What a Mess

I have five kids.  The house never seems to be organized.  Toys, crayons, and other random things are everywhere.  And no matter how hard my wife and I try; socks never get into the hamper. NEVER.

Even I contribute to the chaos. Sometime the dishes have to wait until the next day to get washed.  Papers I need to grade sit on the island in our kitchen.  Unread magazines pile up.  Movies checked out from the library are clustered by the TV. (Sometimes my socks are still on the floor on my side of the bed the next night.) Life is messy.

I believe that learning is the same way, messy.  Learning to walk is a repeated exercise in failure. A step, then a tumble.  And not any simple tumble, but a crazy fall.  And each tumble is different.  One time straight down landing on their bottom, another time a 180 twist with a face plant.

This weekend we had our first “wall art” incident. Four walls covered in straight pen lines.  Our family has gone through untold notebooks filled with scribbles.  Hands, arms, and even church clothes have been scrubbed free of children’s artwork.   Not to mention the mess kids make of the English language as they learn to read and write.
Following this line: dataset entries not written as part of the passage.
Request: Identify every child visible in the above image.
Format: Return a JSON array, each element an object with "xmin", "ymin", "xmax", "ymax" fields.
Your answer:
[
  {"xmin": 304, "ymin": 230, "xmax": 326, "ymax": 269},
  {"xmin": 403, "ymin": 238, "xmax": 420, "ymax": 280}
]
Raising kids is a messy job.

But learning is a messy job too.

But almost every aspect of school fights against it.  Rows of desk. Quiet. Bell schedules. Grades. Unit of studies that are soon forgotten by students.

Organized.

Clean.

But we are messy people.  Our minds wander from thought to thought.  Our bodies like to move. Think of how we get Spring Fever, especially with this nice weather.  We doodle, we eat chips, we talk, and we laugh and cry.  Our daily life is filled with all kinds of messy situations, and that is good.  Many students’ say school is a prison.  Maybe what they are saying is that they don’t get to be messy.  They don’t get to express themselves as we all do in life.